2009 — 1 August: Saturday — rabbits!

My picture of Christa tonight shows her in the Old Windsor back garden. Visible behind her left shoulder is the folding, formica-topped kitchen table that I was given by my parents. They first had it in the 1950s in our first Wilmslow home, and I still have it now. Christa used it for many years as her computer desk in her study, and there it remains. How Time just keeps flowing along...

Christa in Old Windsor, 1977ish

We've just watched an interesting pair of films back-to-back: Charlie Wilson's war is the story of the covert war against the Soviet occupation of Afghanistan; Lord of War is the fictionalised tale of a "composite, generic" arms dealer in today's strife-filled world. I can't say that either film paints an uplifting picture of shining humanity.
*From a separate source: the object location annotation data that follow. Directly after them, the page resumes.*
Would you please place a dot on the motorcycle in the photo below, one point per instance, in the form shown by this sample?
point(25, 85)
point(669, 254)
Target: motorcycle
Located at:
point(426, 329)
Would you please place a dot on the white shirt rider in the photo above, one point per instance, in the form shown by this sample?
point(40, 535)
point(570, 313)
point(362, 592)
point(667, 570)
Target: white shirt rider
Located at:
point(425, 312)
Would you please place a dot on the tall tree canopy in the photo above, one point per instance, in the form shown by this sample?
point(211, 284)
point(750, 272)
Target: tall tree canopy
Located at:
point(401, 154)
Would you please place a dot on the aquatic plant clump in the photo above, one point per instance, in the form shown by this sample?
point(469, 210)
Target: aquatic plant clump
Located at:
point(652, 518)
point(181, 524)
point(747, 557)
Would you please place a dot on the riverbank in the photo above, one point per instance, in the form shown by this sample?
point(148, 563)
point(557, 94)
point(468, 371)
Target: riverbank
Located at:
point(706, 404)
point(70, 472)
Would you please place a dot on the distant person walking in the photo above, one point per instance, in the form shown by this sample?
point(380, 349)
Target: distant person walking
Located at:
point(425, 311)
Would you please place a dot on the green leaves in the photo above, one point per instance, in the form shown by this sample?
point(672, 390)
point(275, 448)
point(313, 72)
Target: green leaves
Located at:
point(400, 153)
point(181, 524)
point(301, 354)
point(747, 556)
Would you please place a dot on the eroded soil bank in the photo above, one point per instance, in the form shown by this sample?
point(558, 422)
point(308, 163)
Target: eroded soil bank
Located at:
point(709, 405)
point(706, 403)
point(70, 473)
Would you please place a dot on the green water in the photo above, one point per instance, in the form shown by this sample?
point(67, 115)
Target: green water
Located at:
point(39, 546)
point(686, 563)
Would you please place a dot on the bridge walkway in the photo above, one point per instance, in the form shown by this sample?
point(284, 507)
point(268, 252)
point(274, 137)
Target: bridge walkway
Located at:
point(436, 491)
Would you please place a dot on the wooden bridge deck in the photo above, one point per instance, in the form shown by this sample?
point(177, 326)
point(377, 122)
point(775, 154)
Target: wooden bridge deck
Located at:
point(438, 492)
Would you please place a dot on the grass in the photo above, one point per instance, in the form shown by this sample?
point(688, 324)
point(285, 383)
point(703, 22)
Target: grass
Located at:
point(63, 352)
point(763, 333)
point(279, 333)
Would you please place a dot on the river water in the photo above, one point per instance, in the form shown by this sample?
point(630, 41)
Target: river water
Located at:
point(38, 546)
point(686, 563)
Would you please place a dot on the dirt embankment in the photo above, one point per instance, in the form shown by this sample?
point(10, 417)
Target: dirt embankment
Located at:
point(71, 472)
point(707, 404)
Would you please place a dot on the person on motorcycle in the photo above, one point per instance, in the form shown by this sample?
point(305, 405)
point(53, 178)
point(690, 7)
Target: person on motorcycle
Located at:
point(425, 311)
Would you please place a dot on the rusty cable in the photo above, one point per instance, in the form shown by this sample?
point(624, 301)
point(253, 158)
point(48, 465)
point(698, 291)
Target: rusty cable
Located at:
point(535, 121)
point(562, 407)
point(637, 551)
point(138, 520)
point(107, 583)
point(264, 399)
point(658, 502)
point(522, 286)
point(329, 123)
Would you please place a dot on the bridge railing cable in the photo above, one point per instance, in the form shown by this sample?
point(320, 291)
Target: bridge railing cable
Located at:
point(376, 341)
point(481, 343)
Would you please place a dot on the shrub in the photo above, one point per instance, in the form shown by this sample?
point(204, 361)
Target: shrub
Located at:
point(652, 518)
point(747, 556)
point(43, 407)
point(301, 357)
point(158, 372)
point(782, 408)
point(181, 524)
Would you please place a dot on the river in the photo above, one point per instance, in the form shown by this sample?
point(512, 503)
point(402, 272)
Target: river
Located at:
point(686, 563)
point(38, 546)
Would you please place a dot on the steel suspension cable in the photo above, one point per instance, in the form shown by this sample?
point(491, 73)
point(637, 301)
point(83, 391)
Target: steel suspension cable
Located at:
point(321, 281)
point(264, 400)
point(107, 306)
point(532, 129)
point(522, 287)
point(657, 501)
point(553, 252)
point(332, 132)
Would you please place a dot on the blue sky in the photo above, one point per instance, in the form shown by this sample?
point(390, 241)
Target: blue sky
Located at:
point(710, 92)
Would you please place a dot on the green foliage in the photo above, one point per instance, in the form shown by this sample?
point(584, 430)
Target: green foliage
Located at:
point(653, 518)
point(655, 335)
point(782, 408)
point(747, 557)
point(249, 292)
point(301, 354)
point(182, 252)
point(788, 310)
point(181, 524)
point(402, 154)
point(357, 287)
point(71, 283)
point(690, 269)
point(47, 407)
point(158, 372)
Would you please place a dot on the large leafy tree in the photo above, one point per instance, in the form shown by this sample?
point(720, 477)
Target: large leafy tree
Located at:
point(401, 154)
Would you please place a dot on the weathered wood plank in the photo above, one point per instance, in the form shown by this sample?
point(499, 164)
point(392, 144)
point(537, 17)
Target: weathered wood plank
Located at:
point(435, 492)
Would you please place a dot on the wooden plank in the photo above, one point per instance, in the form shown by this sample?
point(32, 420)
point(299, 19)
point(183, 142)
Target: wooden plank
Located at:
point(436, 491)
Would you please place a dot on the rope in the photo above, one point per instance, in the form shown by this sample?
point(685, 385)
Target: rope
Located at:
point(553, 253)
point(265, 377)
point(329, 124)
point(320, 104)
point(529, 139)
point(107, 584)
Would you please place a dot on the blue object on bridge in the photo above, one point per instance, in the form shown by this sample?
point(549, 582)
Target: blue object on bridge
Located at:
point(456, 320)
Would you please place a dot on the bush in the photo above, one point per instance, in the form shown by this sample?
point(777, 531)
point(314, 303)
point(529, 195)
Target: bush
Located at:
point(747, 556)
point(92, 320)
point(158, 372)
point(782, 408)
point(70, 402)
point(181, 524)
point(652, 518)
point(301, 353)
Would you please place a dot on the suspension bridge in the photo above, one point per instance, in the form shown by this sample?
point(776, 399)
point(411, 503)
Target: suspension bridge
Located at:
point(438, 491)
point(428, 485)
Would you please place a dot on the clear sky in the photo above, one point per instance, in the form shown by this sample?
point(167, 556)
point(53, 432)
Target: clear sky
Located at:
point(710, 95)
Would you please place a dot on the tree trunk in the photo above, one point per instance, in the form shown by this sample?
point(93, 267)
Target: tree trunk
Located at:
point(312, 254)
Later today John and I are driving up to London. So the diary will quiesce for 48 hours or so. Still, it's managed to keep ticking over almost continuously for 1,000 days or so — I figure I can give it a break. G'night, at 00:47, give or take.

Drip, drip

A rather bedraggled young Mr Postie has just handed over two moist Jiffy bags with a couple of replacement Blu-rays. Yes, it's raining. Bro is sitting downstairs bopping along to the "Sounds of the Sixties" while he sorts as quickly as he can through an enormous crate of old family slides (from his wife's side of the family — nothing to do with me). The iMac is busily downloading the latest batch of podcasts. I suppose I should think of getting dressed and packing both a lunch and an overnight bag. The new putty along the bottom edges of my upstairs bedroom window is making itself at home. Time (09:34) for breakfast and a second cuppa before the great expotition.

The 1961 Suicide Act

Polly Toynbee is usually provocative. I doubt people will ever agree on the "correct" end of life behaviour of the state or the medical profession. I, for one, mildly observe (not for the first time) that we generally behave more humanely towards family pets than we do towards ailing family members. And this is wrong. We know better, and should bloody well do better. Source and snippet:

It was a cabal of bishops, rabbis and assorted religious enthusiasts who wrecked the Joffe bill in the Lords through a devious putsch that broke Lords' procedural practice, denying the bill a Commons debate. Even more spurious were their arguments, summarised by the Bishop of Oxford's opinion that "we are not autonomous beings" and so must wait for God to release us.

Polly Toynbee in The Guardian


God help us, in other words! (But doesn't she help those who help themselves?)

Quick bite...

... of lunch, and it will be time to set off. It's stopped raining here but the forecast is for heavy rain up in the Smoke. It's 13:06 and the sausages are coming, as it were, to the boil. As am I, listening to the nonsense being spouted by the supposedly morally and intellectually superior specimens paraded for my dubious benefit on the BBC Radio 4 "Any Questions". Off with their heads.